'Chroma: Interaction of Noise' evolved out of our interest in the sound of ‘noise’, its implied redundancy within music and its impact on our perception of the environments in which we live. In 'Chroma: Interaction of Noise', we use the colours of noise: white, grey, pink, purple, blue and brown, to shape our perception of the ‘white box’ of the gallery space.

Noise is often identified as the sounds we don’t want, the sounds we would get rid of if we could. In the environment, noise is the intrusion of a car or a plane, the nuisance neighbour or somebody else’s headphones on a train. Through generations of analogue sound recording technologies noise was a ghost in the machine. Like a cloudy pane of glass, the medium of transmission always reminded the listener that it was there: that the system was anything but transparent.

But noise is also a dispassionate description of a sound that has no discernable pitch. When a single frequency within the audible spectrum is heard, we can sing it back, we can call it ‘note’. Any sound in the real world will have overtones: weaker, higher frequencies, mathematically related to the first that lend notes the characters by which we can identify the instruments that play them while still saying a note is an ‘A’ or a ‘G’. Noise though – whether the wind in the trees, the snare drum or the breath that carries a voice – doesn’t behave like this. In noise-based sounds, no single frequency emerges but instead we hear a clump, a band of frequencies.

In 'Chroma: Interaction of Noise', these two meanings of ‘noise’ interact with each.

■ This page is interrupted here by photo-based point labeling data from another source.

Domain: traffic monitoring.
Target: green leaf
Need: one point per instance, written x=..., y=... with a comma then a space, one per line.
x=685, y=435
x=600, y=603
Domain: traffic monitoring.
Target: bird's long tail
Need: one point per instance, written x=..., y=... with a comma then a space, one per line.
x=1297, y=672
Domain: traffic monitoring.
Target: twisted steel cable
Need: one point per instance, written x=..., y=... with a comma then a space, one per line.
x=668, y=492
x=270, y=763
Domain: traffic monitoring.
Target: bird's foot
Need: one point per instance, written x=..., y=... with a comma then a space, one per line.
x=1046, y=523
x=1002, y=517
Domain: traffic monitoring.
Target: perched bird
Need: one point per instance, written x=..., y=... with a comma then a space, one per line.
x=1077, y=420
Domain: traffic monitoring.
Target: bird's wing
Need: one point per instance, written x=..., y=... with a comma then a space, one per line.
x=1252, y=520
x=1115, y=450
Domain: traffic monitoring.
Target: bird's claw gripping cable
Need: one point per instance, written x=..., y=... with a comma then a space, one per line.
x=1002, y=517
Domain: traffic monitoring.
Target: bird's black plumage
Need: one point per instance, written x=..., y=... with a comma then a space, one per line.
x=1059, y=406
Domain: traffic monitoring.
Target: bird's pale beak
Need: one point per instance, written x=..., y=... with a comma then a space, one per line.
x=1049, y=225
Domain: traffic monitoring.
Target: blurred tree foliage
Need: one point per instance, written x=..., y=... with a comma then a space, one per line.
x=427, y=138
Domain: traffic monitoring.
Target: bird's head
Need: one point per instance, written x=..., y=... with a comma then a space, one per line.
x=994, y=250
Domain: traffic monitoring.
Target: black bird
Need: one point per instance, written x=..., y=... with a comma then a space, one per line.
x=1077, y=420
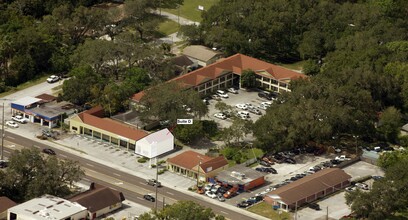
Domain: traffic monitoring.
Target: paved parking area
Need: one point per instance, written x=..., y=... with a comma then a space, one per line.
x=242, y=97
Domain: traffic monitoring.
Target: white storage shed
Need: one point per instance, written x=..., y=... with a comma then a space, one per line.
x=155, y=144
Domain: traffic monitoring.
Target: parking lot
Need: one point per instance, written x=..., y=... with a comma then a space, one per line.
x=242, y=97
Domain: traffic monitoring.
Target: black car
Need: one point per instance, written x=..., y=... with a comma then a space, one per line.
x=290, y=160
x=264, y=163
x=149, y=198
x=314, y=206
x=49, y=151
x=3, y=164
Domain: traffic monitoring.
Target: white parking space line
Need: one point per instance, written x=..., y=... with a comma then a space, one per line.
x=90, y=165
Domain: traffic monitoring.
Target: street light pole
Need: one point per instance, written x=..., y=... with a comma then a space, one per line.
x=2, y=135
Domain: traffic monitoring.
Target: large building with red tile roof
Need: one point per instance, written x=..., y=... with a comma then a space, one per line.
x=226, y=72
x=192, y=164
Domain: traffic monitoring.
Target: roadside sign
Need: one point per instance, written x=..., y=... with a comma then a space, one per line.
x=184, y=121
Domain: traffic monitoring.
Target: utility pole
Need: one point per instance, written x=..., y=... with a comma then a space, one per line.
x=157, y=181
x=2, y=135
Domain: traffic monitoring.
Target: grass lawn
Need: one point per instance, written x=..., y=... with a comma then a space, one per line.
x=267, y=211
x=190, y=10
x=168, y=27
x=293, y=66
x=24, y=86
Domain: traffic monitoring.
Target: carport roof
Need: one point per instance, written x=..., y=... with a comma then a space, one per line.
x=26, y=101
x=310, y=185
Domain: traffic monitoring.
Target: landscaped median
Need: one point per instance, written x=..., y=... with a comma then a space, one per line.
x=266, y=210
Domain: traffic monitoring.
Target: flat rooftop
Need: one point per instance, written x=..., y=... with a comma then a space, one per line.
x=47, y=207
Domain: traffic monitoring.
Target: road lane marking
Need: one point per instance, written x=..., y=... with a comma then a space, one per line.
x=90, y=165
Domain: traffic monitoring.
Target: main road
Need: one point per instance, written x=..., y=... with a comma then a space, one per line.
x=131, y=186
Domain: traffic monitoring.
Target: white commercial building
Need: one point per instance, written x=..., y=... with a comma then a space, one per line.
x=155, y=144
x=47, y=207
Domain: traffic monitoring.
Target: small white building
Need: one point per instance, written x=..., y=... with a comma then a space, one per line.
x=47, y=207
x=155, y=144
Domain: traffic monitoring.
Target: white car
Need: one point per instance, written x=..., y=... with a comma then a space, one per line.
x=52, y=79
x=220, y=116
x=12, y=124
x=222, y=94
x=211, y=194
x=19, y=118
x=249, y=105
x=241, y=106
x=266, y=103
x=233, y=90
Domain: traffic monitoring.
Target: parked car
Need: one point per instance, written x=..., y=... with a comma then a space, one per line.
x=149, y=198
x=377, y=177
x=49, y=151
x=243, y=204
x=342, y=158
x=222, y=94
x=220, y=198
x=211, y=194
x=241, y=106
x=290, y=160
x=20, y=119
x=265, y=164
x=255, y=111
x=3, y=164
x=216, y=97
x=314, y=206
x=220, y=116
x=12, y=124
x=233, y=90
x=153, y=182
x=52, y=79
x=362, y=186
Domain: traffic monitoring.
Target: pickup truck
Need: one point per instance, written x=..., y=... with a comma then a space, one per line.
x=342, y=158
x=20, y=119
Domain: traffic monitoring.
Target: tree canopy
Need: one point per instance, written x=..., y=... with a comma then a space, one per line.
x=30, y=174
x=182, y=210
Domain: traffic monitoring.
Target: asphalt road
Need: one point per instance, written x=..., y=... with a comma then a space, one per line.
x=131, y=186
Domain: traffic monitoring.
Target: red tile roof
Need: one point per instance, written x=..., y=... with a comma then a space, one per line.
x=107, y=124
x=309, y=185
x=236, y=63
x=98, y=197
x=190, y=159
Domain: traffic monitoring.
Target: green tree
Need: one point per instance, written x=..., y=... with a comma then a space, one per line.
x=248, y=79
x=390, y=123
x=182, y=210
x=24, y=178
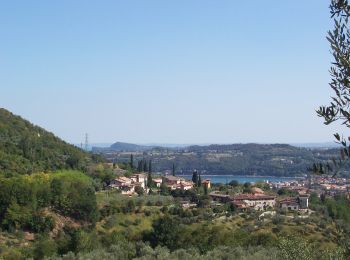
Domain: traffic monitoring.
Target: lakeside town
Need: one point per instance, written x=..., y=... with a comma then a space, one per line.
x=260, y=196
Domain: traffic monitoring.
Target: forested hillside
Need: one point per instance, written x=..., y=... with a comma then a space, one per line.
x=26, y=148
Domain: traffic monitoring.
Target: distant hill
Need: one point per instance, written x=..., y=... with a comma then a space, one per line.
x=26, y=148
x=127, y=147
x=235, y=159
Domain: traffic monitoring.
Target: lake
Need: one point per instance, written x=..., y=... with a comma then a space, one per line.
x=241, y=179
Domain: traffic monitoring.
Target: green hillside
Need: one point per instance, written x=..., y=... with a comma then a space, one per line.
x=26, y=148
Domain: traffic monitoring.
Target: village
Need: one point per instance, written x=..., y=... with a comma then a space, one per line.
x=256, y=199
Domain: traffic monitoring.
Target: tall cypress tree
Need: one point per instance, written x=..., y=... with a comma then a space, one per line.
x=145, y=168
x=150, y=166
x=132, y=161
x=195, y=177
x=149, y=180
x=199, y=180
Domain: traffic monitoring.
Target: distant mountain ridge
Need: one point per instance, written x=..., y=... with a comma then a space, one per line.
x=26, y=148
x=128, y=147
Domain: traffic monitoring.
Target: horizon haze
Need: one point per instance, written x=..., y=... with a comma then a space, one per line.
x=168, y=72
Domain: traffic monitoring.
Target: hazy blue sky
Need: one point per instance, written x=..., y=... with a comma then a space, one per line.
x=182, y=71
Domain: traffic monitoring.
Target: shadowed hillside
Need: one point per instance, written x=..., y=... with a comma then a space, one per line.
x=26, y=148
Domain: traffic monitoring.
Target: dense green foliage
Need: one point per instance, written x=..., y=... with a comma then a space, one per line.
x=24, y=200
x=25, y=148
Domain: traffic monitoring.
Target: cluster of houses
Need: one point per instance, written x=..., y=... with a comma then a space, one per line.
x=257, y=200
x=261, y=201
x=127, y=185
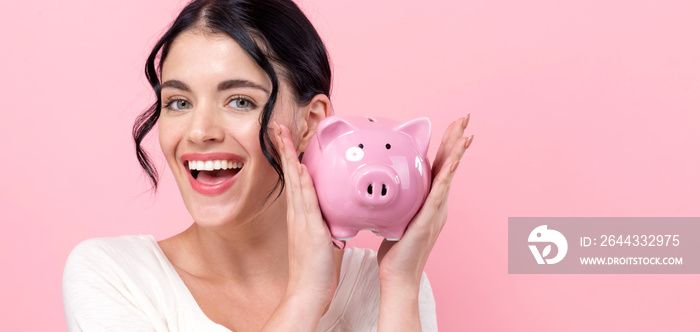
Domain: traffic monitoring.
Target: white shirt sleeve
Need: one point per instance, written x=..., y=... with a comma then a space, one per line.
x=98, y=295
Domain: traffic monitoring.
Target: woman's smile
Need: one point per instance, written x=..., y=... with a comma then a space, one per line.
x=212, y=173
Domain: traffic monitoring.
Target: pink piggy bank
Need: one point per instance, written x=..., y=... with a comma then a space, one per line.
x=369, y=173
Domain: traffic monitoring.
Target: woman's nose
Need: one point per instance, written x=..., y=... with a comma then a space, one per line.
x=206, y=126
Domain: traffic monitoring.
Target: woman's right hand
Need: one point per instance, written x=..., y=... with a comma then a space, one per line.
x=312, y=268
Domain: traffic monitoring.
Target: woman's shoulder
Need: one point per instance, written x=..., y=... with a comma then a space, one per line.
x=109, y=282
x=115, y=259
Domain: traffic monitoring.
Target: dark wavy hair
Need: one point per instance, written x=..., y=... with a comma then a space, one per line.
x=275, y=33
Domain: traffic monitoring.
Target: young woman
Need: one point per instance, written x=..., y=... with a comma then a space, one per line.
x=241, y=86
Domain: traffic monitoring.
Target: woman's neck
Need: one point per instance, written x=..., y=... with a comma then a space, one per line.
x=249, y=251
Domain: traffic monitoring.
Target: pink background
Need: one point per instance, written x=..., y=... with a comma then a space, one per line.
x=580, y=108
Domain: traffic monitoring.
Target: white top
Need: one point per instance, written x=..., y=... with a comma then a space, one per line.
x=127, y=284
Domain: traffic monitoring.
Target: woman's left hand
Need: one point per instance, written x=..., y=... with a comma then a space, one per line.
x=401, y=263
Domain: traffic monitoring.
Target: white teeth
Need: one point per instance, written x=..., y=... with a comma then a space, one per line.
x=211, y=165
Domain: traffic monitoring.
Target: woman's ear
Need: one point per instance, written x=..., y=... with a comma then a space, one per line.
x=318, y=108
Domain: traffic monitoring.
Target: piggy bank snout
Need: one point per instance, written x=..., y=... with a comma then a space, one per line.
x=376, y=186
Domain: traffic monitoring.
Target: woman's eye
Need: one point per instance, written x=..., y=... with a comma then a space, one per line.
x=179, y=104
x=241, y=103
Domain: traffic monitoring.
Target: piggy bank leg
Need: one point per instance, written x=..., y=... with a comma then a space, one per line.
x=343, y=233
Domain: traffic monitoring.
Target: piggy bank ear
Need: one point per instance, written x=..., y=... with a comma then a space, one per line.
x=419, y=130
x=331, y=128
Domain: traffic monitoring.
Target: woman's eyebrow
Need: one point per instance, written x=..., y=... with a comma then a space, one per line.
x=175, y=84
x=231, y=84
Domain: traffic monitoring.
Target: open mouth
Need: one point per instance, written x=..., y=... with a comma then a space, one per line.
x=213, y=172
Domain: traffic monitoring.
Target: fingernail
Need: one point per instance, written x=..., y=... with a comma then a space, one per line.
x=453, y=168
x=278, y=131
x=469, y=142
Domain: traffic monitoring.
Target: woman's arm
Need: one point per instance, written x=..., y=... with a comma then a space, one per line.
x=401, y=263
x=312, y=275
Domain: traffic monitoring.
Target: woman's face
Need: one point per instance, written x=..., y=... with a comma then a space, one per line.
x=213, y=93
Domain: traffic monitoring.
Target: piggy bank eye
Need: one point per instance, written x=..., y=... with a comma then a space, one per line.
x=354, y=153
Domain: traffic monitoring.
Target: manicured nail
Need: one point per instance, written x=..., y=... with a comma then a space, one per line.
x=453, y=168
x=469, y=142
x=277, y=128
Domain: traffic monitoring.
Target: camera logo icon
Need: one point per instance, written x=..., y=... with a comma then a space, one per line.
x=543, y=235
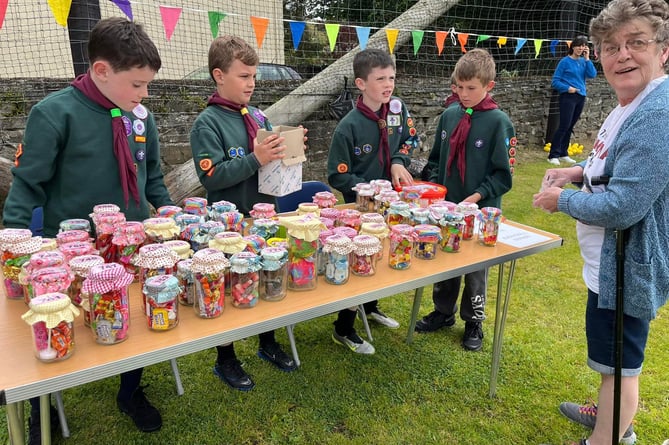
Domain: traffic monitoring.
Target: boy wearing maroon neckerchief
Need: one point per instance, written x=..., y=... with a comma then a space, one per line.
x=93, y=143
x=227, y=156
x=472, y=156
x=373, y=141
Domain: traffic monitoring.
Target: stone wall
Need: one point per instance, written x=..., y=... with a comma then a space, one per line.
x=526, y=100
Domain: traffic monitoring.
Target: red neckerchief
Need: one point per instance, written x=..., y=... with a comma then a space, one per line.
x=126, y=165
x=458, y=139
x=380, y=119
x=250, y=123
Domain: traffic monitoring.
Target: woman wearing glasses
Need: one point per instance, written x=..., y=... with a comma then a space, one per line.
x=569, y=81
x=632, y=39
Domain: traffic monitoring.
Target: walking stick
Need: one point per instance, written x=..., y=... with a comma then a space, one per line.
x=621, y=236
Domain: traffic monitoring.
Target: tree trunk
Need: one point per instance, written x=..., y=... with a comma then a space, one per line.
x=294, y=108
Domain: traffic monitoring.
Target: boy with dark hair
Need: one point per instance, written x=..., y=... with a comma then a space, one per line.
x=227, y=157
x=471, y=157
x=91, y=143
x=373, y=141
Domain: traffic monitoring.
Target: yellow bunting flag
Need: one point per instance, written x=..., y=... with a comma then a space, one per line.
x=260, y=25
x=440, y=36
x=537, y=47
x=332, y=30
x=391, y=35
x=60, y=10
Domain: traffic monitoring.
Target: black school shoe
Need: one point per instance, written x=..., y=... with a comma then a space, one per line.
x=473, y=338
x=275, y=355
x=34, y=426
x=146, y=416
x=231, y=372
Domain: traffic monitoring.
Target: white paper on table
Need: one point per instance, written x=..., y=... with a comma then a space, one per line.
x=517, y=237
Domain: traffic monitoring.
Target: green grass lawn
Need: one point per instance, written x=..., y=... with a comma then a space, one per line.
x=429, y=392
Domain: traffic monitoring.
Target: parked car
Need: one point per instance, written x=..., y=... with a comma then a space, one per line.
x=266, y=71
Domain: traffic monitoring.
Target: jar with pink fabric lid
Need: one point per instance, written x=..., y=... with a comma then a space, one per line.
x=51, y=318
x=107, y=288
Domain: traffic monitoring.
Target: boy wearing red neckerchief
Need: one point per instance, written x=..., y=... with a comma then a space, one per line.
x=227, y=156
x=472, y=156
x=373, y=141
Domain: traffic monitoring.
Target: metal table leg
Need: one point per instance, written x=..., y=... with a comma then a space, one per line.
x=500, y=320
x=418, y=296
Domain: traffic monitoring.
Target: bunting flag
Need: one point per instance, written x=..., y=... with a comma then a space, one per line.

The noise recorded on each of the cassettes is, at least at source, an accurate rendering of six contours or ‘colours’ of noise: white, pink, brown (red), blue (azure) and purple (violet). Yet while these six recordings interact with each other within the acoustics of the gallery, they are also interacting with the technology that carries them, for the cassette tape and the 6-watt speaker is no honest mediator of scientifically verified noise colour contours. These machines add a colour of their own, filtering the very high and even the moderately low, and merging the noises inscribed on the tapes with the familiar hiss they always make.
In this way, 'Chroma: Interaction of Noise' uses these colours of noise both as the fabric from which to sculpt the gallery space and as the material to make a homage to tape itself: the now redundant technology that brought music to us for so many years, bringing its own distinctive noise to all the sounds it carried. - David Prior and Frances Crow (Liminal) September 2013

Liminal is a partnership between architect Frances Crow and sound artist and composer David Prior that they founded together in 2003. Their work focuses on exploring the relationship between sound, space, listening and the environment. It encompasses site-specific interventions and sound walks, gallery installations, performances, research and consultancy as well as sound and music environments for exhibitions.

Their work lies in the space between their respective practices and begins with an aspiration to use sound as a means to articulate space and explore wider questions on the theme of sound and listening and its relationship to culture and the environment. Their most recent projects include Organ of Corti a sonic crystal that sculpts broadband noise to create a shifting sound environment, and Of This Parish, which explores the notion of parish as defined by the earshot of a bell.

Frances Crow is a qualified architect who has worked in practice both in London and Berlin since 1998 following her training at Liverpool John Moore’s University and the Bartlett, University College London. She started her own design practice in 2007, which concentrates on ecological solutions for small-scale projects. Her approach to the process of design is to work at a multi-sensory, micro scale and this preoccupation is continued through liminal by concentrating on the often-overlooked sense of hearing.

David Prior is a composer and sound artist whose work spans compositions for acoustic instruments, live electronics and fixed media as well as radio programmes, sound installations and sound walks. David is Associate Professor in Music and Sound Art at Falmouth University.